When we get to the conceptual model in the next phase (section 2.3), we codify the functionality as access patterns. Later, we test our logical model (section 2.5) to see if it can provide the described functionality, or put another way, support the identified access patterns. The final use of functionality is in the actual implementation, when we build the queries for the system in chapter 5. The definition work we do in this step becomes the bedrock on which we build our application. In slightly more practical and graph-oriented terms, functionality definitions lead directly to the edges we define in our logical model and, likely, some of the properties for the edges as well. Let’s look at a few functionality questions for our use case.
How are people going to use the system?
Users create friendships with people they know, provide reviews, rate restaurants, and read and rate reviews submitted by their friends.
What questions does DiningByFriends need to answer for the user?

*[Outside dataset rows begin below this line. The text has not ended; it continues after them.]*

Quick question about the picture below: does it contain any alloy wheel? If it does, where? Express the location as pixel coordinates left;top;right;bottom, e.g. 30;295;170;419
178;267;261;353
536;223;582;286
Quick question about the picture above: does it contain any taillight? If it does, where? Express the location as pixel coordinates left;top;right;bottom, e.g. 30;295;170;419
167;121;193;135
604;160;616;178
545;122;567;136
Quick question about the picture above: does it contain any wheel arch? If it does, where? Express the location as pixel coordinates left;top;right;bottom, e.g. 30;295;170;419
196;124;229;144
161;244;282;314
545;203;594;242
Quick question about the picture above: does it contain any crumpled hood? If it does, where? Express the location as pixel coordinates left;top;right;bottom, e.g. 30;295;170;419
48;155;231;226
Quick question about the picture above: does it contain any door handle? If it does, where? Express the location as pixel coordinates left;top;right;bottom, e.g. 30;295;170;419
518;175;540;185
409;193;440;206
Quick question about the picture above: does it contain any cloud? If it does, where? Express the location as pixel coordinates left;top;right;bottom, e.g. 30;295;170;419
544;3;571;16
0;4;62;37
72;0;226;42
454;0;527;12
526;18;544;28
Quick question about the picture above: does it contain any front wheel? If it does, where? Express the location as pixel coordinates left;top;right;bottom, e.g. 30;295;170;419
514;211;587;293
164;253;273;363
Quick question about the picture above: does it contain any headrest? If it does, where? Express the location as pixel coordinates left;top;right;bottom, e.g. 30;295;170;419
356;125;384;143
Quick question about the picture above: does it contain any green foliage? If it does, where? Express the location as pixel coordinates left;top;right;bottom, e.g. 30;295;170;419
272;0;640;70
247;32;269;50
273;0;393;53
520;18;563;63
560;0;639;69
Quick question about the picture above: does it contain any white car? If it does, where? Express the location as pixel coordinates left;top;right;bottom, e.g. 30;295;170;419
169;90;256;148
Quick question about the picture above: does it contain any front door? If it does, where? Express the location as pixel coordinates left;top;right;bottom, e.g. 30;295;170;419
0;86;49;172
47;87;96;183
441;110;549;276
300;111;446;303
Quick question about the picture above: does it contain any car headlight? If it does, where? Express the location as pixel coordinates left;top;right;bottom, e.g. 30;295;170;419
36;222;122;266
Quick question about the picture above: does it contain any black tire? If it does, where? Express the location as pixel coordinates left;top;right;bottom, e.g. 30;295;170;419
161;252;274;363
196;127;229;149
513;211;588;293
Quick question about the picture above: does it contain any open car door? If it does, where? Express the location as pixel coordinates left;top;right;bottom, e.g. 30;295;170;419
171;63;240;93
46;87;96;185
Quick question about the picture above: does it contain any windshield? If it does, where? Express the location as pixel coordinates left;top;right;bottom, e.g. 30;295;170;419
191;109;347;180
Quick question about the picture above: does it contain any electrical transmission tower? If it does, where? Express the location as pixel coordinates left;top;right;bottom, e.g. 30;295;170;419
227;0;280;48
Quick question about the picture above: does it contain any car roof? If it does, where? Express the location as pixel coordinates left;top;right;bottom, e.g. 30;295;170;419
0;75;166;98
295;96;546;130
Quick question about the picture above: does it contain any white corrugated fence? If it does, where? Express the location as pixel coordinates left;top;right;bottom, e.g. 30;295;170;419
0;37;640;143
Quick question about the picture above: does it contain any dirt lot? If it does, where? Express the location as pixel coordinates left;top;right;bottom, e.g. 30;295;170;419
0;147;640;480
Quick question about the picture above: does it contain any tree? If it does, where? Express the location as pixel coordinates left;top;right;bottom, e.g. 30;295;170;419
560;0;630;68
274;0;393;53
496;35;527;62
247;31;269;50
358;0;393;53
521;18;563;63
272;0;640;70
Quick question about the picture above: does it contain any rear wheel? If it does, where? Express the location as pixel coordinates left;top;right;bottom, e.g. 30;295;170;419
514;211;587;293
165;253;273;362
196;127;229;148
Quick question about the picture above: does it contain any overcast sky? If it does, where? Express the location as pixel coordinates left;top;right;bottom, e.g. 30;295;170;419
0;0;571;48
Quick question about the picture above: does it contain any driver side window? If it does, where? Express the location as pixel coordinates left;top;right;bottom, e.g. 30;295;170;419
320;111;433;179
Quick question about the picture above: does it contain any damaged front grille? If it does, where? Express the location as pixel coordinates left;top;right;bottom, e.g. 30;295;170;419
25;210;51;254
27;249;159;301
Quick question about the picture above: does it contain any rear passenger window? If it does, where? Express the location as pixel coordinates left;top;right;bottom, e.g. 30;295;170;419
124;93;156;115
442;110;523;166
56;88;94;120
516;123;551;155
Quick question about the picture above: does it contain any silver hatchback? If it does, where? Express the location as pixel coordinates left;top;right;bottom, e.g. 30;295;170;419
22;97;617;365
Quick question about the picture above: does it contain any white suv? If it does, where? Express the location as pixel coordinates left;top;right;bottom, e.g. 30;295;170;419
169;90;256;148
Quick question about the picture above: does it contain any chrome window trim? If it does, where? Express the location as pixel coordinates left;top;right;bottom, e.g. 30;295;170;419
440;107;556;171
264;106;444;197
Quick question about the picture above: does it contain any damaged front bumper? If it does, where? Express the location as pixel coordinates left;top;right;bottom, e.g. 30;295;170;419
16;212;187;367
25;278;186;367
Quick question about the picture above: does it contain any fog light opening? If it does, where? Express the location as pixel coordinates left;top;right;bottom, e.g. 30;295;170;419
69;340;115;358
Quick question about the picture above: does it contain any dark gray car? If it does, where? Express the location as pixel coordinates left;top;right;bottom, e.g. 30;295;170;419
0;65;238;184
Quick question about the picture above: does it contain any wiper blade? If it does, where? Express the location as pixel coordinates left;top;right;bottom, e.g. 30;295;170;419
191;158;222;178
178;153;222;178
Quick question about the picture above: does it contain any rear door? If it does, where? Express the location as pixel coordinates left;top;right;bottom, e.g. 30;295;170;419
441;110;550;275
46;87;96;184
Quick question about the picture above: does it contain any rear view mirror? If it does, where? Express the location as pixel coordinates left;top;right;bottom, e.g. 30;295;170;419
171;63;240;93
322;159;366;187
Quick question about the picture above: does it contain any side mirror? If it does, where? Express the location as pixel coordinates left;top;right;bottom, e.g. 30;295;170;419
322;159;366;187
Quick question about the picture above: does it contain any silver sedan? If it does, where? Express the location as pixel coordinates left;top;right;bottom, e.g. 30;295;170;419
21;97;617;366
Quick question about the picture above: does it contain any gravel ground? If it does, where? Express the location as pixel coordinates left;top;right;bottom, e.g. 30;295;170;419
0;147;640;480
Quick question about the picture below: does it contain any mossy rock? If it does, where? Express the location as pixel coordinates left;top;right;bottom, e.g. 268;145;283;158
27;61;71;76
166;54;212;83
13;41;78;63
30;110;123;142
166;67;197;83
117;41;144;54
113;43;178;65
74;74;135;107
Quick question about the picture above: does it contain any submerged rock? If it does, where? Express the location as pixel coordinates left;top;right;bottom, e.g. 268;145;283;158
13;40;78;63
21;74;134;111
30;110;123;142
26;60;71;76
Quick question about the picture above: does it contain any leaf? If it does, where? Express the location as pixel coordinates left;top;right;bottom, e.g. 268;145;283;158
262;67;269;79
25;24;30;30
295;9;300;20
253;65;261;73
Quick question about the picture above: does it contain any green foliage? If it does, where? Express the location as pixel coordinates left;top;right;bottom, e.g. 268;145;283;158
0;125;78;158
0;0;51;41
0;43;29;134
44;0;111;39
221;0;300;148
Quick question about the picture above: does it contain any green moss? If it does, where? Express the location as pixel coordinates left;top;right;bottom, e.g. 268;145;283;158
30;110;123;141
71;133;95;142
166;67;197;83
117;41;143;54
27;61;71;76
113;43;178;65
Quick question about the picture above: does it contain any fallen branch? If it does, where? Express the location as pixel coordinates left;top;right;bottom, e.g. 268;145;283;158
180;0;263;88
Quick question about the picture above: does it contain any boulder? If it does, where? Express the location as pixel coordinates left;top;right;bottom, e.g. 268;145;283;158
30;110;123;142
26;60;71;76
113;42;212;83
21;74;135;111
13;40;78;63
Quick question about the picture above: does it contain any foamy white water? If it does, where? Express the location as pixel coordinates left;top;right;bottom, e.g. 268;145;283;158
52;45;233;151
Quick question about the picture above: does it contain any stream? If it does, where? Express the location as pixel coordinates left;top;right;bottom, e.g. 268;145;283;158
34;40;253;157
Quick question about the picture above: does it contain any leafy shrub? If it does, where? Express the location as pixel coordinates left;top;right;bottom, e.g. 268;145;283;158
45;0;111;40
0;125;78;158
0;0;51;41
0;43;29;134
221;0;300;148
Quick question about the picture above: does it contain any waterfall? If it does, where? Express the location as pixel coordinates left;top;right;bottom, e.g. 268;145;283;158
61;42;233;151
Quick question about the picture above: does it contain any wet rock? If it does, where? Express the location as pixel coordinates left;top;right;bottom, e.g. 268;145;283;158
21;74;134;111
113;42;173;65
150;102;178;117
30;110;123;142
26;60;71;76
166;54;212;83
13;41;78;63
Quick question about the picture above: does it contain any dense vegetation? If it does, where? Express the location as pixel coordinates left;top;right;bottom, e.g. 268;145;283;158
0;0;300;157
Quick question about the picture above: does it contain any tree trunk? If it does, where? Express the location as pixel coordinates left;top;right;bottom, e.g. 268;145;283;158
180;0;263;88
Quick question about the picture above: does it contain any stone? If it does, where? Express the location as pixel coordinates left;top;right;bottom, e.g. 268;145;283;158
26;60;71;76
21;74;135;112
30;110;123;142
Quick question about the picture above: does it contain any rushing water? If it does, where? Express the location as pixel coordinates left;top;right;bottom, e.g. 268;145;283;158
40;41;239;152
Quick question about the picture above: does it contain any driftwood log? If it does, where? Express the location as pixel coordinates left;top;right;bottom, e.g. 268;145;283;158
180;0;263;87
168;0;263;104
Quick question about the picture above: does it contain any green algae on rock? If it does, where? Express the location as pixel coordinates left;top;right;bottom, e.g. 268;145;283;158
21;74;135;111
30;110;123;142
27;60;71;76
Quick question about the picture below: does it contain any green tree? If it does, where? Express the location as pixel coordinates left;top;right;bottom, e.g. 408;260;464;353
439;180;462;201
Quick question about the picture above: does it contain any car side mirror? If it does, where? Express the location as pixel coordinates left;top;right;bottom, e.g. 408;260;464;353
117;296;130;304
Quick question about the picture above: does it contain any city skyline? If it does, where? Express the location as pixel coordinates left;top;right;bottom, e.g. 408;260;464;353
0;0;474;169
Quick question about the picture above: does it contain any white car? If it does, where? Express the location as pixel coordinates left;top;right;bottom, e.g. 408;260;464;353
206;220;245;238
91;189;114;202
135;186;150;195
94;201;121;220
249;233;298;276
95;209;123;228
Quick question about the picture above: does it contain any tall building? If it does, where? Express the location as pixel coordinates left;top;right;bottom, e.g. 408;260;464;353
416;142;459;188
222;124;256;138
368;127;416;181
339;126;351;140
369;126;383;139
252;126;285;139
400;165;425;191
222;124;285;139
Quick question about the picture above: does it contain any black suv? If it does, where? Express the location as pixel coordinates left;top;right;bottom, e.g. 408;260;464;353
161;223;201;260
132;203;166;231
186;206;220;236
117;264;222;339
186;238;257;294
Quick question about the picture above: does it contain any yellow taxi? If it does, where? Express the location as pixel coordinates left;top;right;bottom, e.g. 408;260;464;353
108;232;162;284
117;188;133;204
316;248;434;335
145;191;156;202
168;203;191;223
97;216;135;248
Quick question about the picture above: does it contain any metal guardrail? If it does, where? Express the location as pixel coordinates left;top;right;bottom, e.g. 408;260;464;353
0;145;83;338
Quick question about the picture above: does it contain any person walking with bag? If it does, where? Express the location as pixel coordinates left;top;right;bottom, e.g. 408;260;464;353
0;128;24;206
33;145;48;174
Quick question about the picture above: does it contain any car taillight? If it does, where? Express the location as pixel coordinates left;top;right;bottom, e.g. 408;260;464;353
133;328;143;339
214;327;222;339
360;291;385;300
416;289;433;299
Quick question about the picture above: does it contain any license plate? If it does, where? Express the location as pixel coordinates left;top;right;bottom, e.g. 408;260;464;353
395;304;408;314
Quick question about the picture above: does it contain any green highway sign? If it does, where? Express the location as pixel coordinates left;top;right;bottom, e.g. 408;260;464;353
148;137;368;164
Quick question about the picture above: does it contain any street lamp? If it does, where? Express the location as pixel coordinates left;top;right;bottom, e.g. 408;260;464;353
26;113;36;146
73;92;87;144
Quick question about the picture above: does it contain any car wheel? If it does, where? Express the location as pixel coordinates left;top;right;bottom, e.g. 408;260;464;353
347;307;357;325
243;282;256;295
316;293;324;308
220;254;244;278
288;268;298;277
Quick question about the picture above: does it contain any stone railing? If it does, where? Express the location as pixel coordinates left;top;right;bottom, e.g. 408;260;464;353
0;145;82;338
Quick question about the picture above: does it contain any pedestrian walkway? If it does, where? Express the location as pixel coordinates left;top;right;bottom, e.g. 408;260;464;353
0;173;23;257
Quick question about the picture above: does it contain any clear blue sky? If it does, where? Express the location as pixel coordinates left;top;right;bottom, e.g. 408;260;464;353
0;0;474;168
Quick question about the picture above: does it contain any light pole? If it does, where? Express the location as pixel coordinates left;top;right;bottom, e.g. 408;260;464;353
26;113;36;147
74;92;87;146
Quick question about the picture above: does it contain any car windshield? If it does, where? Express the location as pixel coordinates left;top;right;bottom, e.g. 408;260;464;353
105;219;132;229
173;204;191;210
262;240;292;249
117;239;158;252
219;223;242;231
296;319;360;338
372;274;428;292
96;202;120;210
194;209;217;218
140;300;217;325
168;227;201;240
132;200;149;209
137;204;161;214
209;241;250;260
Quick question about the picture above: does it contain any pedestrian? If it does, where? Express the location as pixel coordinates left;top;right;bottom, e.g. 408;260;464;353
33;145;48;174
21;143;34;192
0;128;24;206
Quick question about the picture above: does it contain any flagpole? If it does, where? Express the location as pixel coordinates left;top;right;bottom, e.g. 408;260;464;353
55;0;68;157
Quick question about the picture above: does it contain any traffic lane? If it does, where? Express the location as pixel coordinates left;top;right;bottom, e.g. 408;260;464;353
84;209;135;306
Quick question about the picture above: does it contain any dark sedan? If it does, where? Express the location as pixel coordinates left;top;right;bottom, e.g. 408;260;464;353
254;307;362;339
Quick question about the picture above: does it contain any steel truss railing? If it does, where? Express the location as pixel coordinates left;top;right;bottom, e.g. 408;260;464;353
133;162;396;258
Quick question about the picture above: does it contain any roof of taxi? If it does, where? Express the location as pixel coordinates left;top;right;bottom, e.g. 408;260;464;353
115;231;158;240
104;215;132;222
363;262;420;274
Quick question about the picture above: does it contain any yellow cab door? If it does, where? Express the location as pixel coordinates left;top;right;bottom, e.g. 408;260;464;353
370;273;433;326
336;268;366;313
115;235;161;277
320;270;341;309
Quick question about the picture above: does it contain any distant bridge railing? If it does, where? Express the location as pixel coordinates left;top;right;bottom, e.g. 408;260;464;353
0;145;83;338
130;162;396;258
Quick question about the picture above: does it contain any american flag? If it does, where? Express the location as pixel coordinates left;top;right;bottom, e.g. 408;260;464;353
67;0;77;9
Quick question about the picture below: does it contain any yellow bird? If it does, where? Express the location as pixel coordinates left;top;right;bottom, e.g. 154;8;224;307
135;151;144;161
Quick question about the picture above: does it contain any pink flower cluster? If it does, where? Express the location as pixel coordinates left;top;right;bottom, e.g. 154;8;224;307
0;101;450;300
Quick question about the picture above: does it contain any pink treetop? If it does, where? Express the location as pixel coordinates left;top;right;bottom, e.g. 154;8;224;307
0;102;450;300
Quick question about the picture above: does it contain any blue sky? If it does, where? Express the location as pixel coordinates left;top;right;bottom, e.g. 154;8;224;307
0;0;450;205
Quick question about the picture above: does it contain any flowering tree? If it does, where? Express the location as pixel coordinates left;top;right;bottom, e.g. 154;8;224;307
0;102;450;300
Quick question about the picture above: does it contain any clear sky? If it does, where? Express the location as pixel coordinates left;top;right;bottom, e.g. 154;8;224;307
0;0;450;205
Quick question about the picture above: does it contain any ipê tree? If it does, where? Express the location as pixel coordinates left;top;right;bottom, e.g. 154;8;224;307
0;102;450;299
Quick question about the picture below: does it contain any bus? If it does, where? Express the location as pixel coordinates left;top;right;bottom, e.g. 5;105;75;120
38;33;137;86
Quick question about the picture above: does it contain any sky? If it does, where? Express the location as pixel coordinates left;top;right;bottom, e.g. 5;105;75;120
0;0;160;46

These questions about functionality fill in the details of how a user is going to interact with the system:
What restaurant near me with a specific cuisine is the highest rated?
Which restaurants are the ten highest-rated restaurants near me?
Based on my friends’ review ratings, what are the best restaurants for me?
What restaurants have my friends reviewed or rated in the past X days?
We now know what our users are going to do with the app and also what they are going to ask of it. In other words, this is a first pass at our queries using natural language. (Remember that this process is done with the business or end user and should be completely understandable by them.) As we mentioned at the top of this section, gaining this understanding of this information ensures that we model our data in a way that matches the users’ desired access patterns.
The second step in our modeling process is to develop the conceptual or whiteboard model. We need to get a high-level diagram of what the schema for DiningByFriends looks like from a business perspective. This is our first tangible picture of the system, and it must be driven by the business view of the problem.
As builders, it is in our nature to solve problems, usually right away. But it is vital to take time to understand and define the business perspective of a domain. This accelerates our development process in the long run. Isolating what is most important to the business is crucial to making informed decisions and preventing unnecessary complexity and excessive rework.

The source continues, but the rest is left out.